仕事としてはいろいろありますが、その日の最後に次の日の部屋割をします。その際、次の朝、清掃の人に渡す昨日の分のお掃除表があるのですが(部屋に対しての人数を書いてある)、たまに人数間違いをすることがあります。確かに間違うことは清掃の人に迷惑を
かけることになるので申し訳ないと思っていますが、
ただそのオバサンはちょっとした間違ったことに対してでもものすごい剣幕で吠えたててきます。(彼女は旧館からの引き継ぎでこちらの新館で働いています。かなりの古株ではあります。)

先日も内線に出ると受話器を離さないとならないくらい大声で吠えたててきました。すいませんと謝っても、お前わざとしてるんと違うんか?誤ったたらすむと思ってるやろ・・。ニタニタ笑いながら謝りおって(私は仕事柄笑顔がモットーですので・・)と口汚く罵り大声で怒鳴りながら人を責めるんです。

とにかくどのスタッフに対しても大声で怒鳴る、罵倒する、ギャンギャン喚く・・。どうして普通に受け答えができないのかと不思議です。いつも苦虫を噛み潰したような顔をしています。そのくせ社長に対してはネコ撫で声で素直らしいです。

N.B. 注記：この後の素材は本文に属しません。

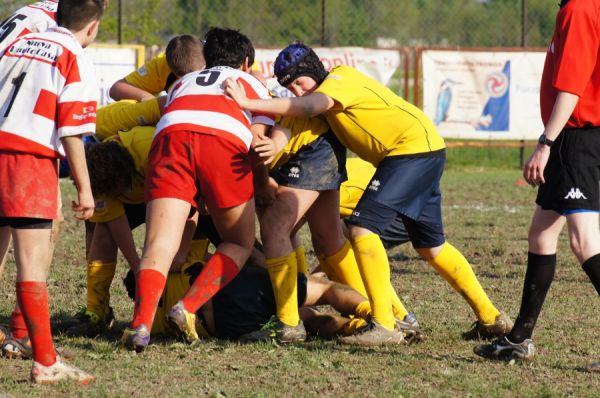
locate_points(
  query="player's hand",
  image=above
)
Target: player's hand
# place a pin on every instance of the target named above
(533, 172)
(85, 208)
(266, 149)
(235, 90)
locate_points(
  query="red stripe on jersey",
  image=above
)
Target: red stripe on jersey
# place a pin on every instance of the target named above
(76, 113)
(210, 103)
(15, 143)
(45, 105)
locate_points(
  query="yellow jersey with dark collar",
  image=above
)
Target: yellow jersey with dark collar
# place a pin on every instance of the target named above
(137, 141)
(372, 121)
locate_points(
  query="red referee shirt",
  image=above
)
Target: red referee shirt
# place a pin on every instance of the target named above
(573, 63)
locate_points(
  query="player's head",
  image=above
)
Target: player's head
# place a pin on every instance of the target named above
(81, 16)
(227, 47)
(297, 60)
(184, 55)
(111, 168)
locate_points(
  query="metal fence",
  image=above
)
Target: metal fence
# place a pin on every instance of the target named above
(369, 23)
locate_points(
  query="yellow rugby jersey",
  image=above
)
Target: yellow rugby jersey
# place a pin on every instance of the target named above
(154, 76)
(124, 115)
(303, 131)
(137, 141)
(359, 173)
(372, 121)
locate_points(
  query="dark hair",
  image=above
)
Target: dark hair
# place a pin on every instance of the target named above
(227, 47)
(75, 14)
(184, 55)
(111, 168)
(298, 60)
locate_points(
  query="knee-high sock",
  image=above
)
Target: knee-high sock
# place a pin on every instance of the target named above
(283, 272)
(216, 274)
(17, 325)
(375, 272)
(457, 271)
(301, 259)
(592, 268)
(33, 301)
(345, 268)
(99, 277)
(149, 287)
(538, 278)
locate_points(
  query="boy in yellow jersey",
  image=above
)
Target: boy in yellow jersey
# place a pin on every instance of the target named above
(156, 75)
(409, 154)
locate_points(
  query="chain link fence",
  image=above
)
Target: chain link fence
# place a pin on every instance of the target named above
(367, 23)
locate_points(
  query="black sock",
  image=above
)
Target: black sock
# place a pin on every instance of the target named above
(538, 278)
(592, 268)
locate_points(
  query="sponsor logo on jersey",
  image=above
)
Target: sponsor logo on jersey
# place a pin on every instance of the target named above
(294, 172)
(374, 186)
(37, 49)
(575, 193)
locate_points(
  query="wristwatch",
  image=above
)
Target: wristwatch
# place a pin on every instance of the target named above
(545, 141)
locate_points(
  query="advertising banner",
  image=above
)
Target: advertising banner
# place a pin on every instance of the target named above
(378, 64)
(483, 95)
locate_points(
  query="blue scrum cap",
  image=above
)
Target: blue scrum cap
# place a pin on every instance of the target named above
(298, 60)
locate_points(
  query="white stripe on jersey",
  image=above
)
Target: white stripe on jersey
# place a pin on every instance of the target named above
(206, 119)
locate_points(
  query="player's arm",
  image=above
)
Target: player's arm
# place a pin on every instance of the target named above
(307, 106)
(565, 103)
(74, 149)
(122, 89)
(121, 232)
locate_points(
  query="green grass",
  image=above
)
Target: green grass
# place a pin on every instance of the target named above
(486, 216)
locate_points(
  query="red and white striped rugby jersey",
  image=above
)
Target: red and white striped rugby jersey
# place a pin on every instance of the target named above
(48, 90)
(34, 18)
(197, 102)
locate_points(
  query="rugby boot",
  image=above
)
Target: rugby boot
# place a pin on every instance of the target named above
(183, 322)
(136, 339)
(504, 350)
(502, 325)
(58, 371)
(278, 331)
(373, 334)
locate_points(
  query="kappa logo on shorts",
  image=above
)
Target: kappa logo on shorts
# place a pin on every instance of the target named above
(575, 193)
(294, 172)
(374, 185)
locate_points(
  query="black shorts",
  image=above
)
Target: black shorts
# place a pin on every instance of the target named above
(248, 302)
(572, 174)
(25, 223)
(318, 166)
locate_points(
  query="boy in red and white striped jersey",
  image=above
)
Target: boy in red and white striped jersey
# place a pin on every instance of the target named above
(49, 95)
(200, 152)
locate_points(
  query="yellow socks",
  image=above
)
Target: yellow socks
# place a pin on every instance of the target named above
(99, 277)
(283, 272)
(301, 259)
(345, 268)
(375, 271)
(455, 269)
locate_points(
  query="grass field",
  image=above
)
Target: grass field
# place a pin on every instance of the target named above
(486, 216)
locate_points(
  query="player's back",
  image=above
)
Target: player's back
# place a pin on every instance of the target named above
(198, 103)
(34, 18)
(41, 92)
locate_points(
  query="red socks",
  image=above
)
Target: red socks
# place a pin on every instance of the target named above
(33, 302)
(149, 287)
(18, 327)
(217, 273)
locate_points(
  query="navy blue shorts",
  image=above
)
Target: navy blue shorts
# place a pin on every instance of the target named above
(409, 188)
(572, 174)
(248, 302)
(318, 166)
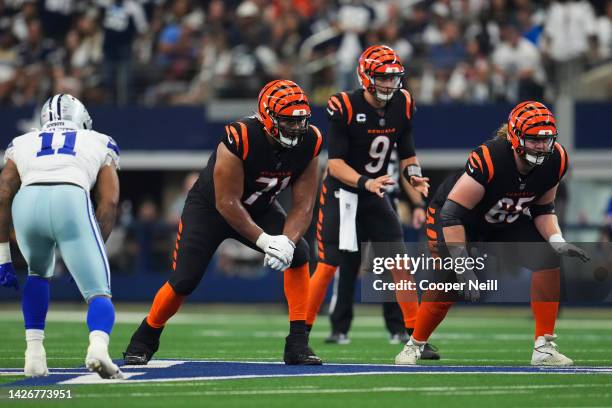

万が一また間違って彼女の罵倒する声を想像すると頭が重くなってきます。顔を見るのも嫌悪感を感じるようになってきています。なんだか彼女の声になにかを潰されそうな気がします。ストレスを感じます。

どうすれば彼女にうまく接することが出来るでしょうか?あるいは何が彼女をそうさせているのでしょうか?
私も年齢的に新しい仕事を探すのも難しいし億劫になっていますので、ここであとしばらく頑張らないといけない状況ですのでこういった状況は辛いです。

すすきさん

回答 カウンセラー: 大谷常緑
すすきさん、こんにちは。
ご相談を担当させて頂く大谷です。
よろしくお願いします。

ご相談の職場の困ったサンは、本当に困ったサンですね。
すすきさんをはじめとして他の皆さんも、気持ちよく仕事をされようと思っておられるのに、職場の困ったサンと接すると気分が悪くなりますね。彼女と接する事がとても怖くなっておられるかも知れませんね。

さて、ではどうして彼女はそんな振る舞いをするのかからお話ししていきましょう。

誰かにガミガミ言う時、そんな時は誰しも心に余裕が無い時ですね。
「あー今日は気分爽快!さて誰かに文句を言ってやろうか」なんていう人は、まぁいないものです。
彼女は普段から、心に余裕がない人なのだなぁという事を先ず理解してください。

では、彼女はどうして心に余裕が無いかという事を考えてみたいと思います。
彼女の、みなさんに接する態度の一つに、「ちょっとした間違ったことに対してでもものすごい剣幕で吠えたててきます。」というのがありますね。彼女は、間違いに対してとても厳しい態度をとる、言い換えれば、間違いに対して非常に敏感になっているわけです。

では、どんな時に我々は何かに対して敏感になるのかを考えてみましょう。

例えば、Aさんは、Bさんと会うために、ある決まった時刻に発車する電車に乗らなければいけないと思ってみてください。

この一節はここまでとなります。